Note: We all ask ourselves from time to time, “How did we get here?” The answers are as varied as we are. We look back, rewinding the slender thread of human continuity, to examine our roots and marvel at the paths that got us to where we are today – in my case, an old lady married to an old man, fighting back at the hand we’ve been dealt.
The following piece, dug from my writing attic, reflects one twist in our path leading to PSP.
The time was the early Fifties, and rural electricity had just been introduced to the Montana prairies. Even though the switch flipped quickly, the ensuing changes would come slowly. Oil lamps continued to supplement sparse electric bulbs, and iceboxes preserved perishable foods to be cooked later on wood-fueled stoves. It would be many years before these vestiges of pioneer life would be stored away in attics, sold to antique dealers, or bequeathed to younger generations.
Back then, ranch folks didn’t have much money, or, some might argue, much sense – because they’d stay on those dusty plains through year after year of ravaging droughts – droughts which yielded unproductive grassland, underdeveloped sheep and low stock prices at market.

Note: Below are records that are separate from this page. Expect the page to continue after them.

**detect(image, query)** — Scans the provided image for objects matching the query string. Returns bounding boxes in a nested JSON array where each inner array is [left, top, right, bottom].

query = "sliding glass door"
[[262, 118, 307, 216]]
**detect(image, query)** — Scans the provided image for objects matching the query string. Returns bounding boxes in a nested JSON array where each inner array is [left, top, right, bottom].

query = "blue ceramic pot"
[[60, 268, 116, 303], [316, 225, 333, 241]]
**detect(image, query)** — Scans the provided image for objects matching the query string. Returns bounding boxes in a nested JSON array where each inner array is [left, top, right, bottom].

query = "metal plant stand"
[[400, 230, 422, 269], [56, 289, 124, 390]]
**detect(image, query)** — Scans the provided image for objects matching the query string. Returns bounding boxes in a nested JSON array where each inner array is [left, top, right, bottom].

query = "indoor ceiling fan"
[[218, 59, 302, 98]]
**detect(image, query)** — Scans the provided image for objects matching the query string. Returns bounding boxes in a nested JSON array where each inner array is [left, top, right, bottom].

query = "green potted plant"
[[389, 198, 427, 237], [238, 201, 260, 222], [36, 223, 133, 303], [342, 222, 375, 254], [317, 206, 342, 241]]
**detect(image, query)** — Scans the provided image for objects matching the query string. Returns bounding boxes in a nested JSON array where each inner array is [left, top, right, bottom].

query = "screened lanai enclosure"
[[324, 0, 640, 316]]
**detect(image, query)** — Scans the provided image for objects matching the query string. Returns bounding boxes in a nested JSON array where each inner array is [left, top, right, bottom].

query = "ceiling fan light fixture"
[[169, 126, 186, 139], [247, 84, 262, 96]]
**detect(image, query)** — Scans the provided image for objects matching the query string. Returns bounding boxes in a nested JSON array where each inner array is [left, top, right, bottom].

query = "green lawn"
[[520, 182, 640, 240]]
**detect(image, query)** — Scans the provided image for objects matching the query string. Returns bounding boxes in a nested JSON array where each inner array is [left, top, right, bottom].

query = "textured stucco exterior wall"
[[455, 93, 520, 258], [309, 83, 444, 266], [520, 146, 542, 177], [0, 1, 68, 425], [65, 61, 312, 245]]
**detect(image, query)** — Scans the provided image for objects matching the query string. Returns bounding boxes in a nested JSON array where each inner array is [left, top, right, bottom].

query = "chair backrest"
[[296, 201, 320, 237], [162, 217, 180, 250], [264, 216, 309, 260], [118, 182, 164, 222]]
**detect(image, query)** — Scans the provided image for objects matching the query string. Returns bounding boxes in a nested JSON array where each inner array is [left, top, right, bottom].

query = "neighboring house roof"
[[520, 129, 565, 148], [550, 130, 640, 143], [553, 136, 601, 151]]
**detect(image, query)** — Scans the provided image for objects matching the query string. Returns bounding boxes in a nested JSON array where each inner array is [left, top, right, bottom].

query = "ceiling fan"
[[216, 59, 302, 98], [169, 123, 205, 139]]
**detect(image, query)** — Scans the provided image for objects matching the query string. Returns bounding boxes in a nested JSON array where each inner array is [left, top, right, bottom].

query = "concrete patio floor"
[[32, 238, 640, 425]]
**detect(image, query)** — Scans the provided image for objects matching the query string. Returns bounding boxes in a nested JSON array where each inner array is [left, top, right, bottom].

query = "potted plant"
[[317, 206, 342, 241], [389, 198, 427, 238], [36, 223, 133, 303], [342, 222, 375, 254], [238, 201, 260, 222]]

It was as if the land took on a life of its own, and determined to rid itself of the homestead settlers, interlopers who demanded so much of it.
But with each setback the stalwart ranchers dug their heels in deeper and looked to the next season for promises denied the one before. It seemed as if nothing was as rooted to the land as the people themselves. In spite of isolation and financial hardship, the ranchers would give glory to God, count their blessings and share their meager resources with those in greater need.
During my youth, a summertime favorite was the country dances at my grandparents’. Organized social events were rare, so a family dance was an occasion to invite all the neighbors. In the case of the Burches of Ekalaka, Montana, that meant pretty much all of southeastern Montana. “Pop” Burch, my granddad, loved music. It was central to his family and he instilled this love into his five daughters, so it followed naturally that the Burches frequently hosted a dance.
As soon as we’d learn of an upcoming dance, we kids could hardly contain our excitement. When the big day would finally arrive, we’d scrub, brush, polish and preen in our hand-me-down finery before presenting ourselves for muster. Then after receiving the nod, we’d dash down to our lookout by the cattle guard separating the ranch buildings from the pastures. From there, we watched rattling cars and rickety pick-ups process single-file up the dry gumbo road, and as the vehicles rolled into clear sight, we’d loudly announce the names of each arrival.
On those summer nights, the sweet, fresh aroma of sage wafting below a star-swollen sky dispensed an intoxicating spell over all the merrymakers. Under its influence men enjoyed a smoke and maybe something stronger than grandma’s homemade lemonade. Young sweethearts held hands and stole kisses when they thought the elders weren’t looking. Of course, the elders were always looking, and would cluck about the shamelessness of the young while rolling their eyes to heaven, thankful for the wisdom of old age.
Inside the house, a few men would roll back the braided rug to expose a worn hardwood floor, distressed after years of dances, giving it an “authentic” look. Women would gossip while laying out a lavish potluck and keeping their ears cocked for the sounds of Pop tuning his fiddle. Then the steel guitar and piano would chime in with discordant notes – a tuners’ symphony to heighten our excitement.
Suddenly, the old ranch house transformed into a magic dance hall where music alternately floated and cracked in the air. Sad times and back-breaking work were replaced in those moments by the exhilaration of a dance shared with loved ones. Oh, how I loved those sights and sounds, and so wished I could dance the two-step like those grizzled, old cowboys. They never missed a beat as they clicked their heels and sang along with the band.
A traditional highlight of every Burch dance was my mother’s singing. She was beautiful, as only beautiful mothers can be, and I could listen to her sing or recite poetry forever. Dad would watch her in quiet admiration, always, I think, a little awestruck by this woman he had married.
As the night wore on, we kids would sink deeper and deeper into the woodwork, never wanting to let go of the festivities, and knowing that one false move would alert the adults, and we’d be packed off to bed.
Inevitably, though, the last waltz played, the last lamp was turned out, and we were shooed to bed with an authoritative clap and a stern reprimand about the lateness of the hour. No matter. We would sneak in a few more minutes of childhood giggles before succumbing to exhaustion.
Several decades have come and gone since those perfect summers — in the blink of an eye, it seems. I’m now the age of my grandparents. I have danced many a last waltz over the years, and bestowed many a stern lecture to my own precious children, now with children of their own. But if I close my eyes and squeeze tightly, I can still see the country dancers whirling around the floor. Soft strains of the fiddle echo in my mind, and time stands suspended as Pop and Grandma say good night once more to their guests.
Good night again, my sweethearts. I’ll see you in my dreams.